2c zeigt den Fall, dass die Kamera, sprich das Objektiv 1, der Bildsensor 2 und die Lichtquelle 22 unrichtig zum Fahrzeug 19 hin orientiert sind. Der Lichtstrahl 22 wird zwar von der Fahrzeugoberfläche 23 reflektiert, jedoch stimmt die Ist-Position des Lichtpunktes 24 nicht mit der Soll-Position überein, wodurch die Fehlstellung des Objektives 1, des Bildsensors 2 und der Lichtquelle 22 ermittelbar ist.

Vorzugsweise ist - wie in den 2 eingetragen - die Lichtquelle 21 mit dem Objektiv 1 und/oder dem Bildsensor 2 fest verbunden.

3 veranschaulicht die Ermittlung der Lage und/oder der Orientierung einer Oberfläche 26 eines Gegenstandes 25 durch die Ausgabe eines strukturierten Lichtes durch eine Lichtquelle 21. Die Lichtquelle 21 ist wiederum fest mit dem Objektiv 1 und/oder dem Bildsensor 2 verbunden.

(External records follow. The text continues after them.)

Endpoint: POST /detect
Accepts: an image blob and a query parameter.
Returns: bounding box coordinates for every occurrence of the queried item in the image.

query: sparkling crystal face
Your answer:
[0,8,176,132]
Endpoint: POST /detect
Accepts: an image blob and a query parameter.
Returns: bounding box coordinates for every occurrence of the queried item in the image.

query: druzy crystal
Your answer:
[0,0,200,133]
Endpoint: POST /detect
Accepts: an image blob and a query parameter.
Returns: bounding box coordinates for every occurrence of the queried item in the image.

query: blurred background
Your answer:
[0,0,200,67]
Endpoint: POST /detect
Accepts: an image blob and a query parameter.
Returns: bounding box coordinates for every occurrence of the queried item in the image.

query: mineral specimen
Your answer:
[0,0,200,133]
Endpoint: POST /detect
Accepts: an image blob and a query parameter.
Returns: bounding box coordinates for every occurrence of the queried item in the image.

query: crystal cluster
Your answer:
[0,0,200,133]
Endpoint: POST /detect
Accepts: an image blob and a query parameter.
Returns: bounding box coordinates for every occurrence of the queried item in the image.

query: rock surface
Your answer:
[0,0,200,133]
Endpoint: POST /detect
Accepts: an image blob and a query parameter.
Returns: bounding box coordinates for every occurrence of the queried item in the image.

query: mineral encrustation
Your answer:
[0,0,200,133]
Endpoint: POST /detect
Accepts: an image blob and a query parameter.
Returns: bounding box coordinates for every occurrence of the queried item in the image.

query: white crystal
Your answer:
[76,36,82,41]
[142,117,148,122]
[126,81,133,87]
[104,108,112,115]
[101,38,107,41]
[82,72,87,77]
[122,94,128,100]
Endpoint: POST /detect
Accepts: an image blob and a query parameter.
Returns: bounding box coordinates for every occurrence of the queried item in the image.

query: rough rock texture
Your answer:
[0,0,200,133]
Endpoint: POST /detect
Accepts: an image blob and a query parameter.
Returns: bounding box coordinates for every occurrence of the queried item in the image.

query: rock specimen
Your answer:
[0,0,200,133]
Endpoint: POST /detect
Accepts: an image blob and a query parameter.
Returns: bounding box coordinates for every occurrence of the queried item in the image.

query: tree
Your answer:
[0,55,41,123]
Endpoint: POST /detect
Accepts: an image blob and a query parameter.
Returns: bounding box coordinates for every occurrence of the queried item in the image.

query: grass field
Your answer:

Die Lichtquelle 21 emittiert die Lichtstrahlen 22, 22', 22", welche Lichtstrahlen 22, 22', 22" an der Oberfläche 26 des Gegenstandes 25 an den Punkten 24, 24', 24" reflektiert werden. In Abhängigkeit der Distanz der Oberfläche 26 zu der Lichtquelle 21 und in Abhängigkeit der Neigung der Oberfläche 26 sind die Lichtpunkte 24, 24', 24" durch die Abstände d1, d2 unterschiedlich beabstandet.

Da die Lichtpunkte 24, 24', 24" im Bildbereich 20 liegen, sind diese mittels des Bildsensors 2 aufnehmbar, sodass anhand der über den Bildsensor 2 generierten Bilddaten die Positionen der Lichtpunkte 24, 24', 24" ermittelbar sind und unter Beachtung der oben angeführten geometrischen Verhältnisse die Lage und/oder die Neigung der Oberfläche 26 unter Anwendung der gängigen Lehre der Geometrie ermittelbar sind.